Economist Nina Banks '99 Profiled in 'New York Times' Feature on Economics of Black Community Activism
Nina Banks, who earned her PhD in economics from the University of Massachusetts Amherst, has studied the economic impact of unpaid household work, disproportionately done by women. Now Banks is similarly studying the economics of community activism by Black and marginalized women. She and her work were the subjects of a recent New York Times profile.
“Not only are we doing paid work for our communities and unpaid work in our households. We are also doing a third layer of community work — we’re exhausted.”
- Nina Banks '99, associate professor of economics at Bucknell University
Banks, associate professor of economics at Bucknell University, was recently named president of the National Economic Association, which has advocated for and promoted minority economists in a field dominated by white individuals.
The New York Times highlights Banks’s work studying the economics of Black community activism: in October 2020, Banks published an analysis in The Review of Black Political Economy that “illustrates that the community is a primary site of nonmarket production by Black women and other racialized women,” and notes that the “community is an important site where racialized women perform unpaid, nonmarket collective work to improve the welfare of community members and address community needs not met by the public and private sectors.”

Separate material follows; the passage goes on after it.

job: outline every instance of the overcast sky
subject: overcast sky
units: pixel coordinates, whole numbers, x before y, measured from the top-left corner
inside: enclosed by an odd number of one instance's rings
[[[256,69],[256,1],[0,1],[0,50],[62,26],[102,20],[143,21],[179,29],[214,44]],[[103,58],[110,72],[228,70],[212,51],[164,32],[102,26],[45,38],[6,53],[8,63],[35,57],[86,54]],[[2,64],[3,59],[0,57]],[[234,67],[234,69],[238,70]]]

In this way, community work is on a similar plane as the unpaid household labor done by women.
The Times further illuminates the difficulties Banks has encountered in her quest to shine a light on the work of Black women, including her time as an undergraduate where she was the only Black student in an economics class.
According to the Times, Banks chose to pursue graduate studies in the Department of Economics at UMass Amherst “specifically for its unorthodox approach."
Banks wrote her dissertation on the impact of the capitalist class transformation on African American households and community institutions during the Great Migration, using as a case study the Urban League of Pittsburgh's racial uplift program and its implications for African American migrant households and Pittsburgh industries.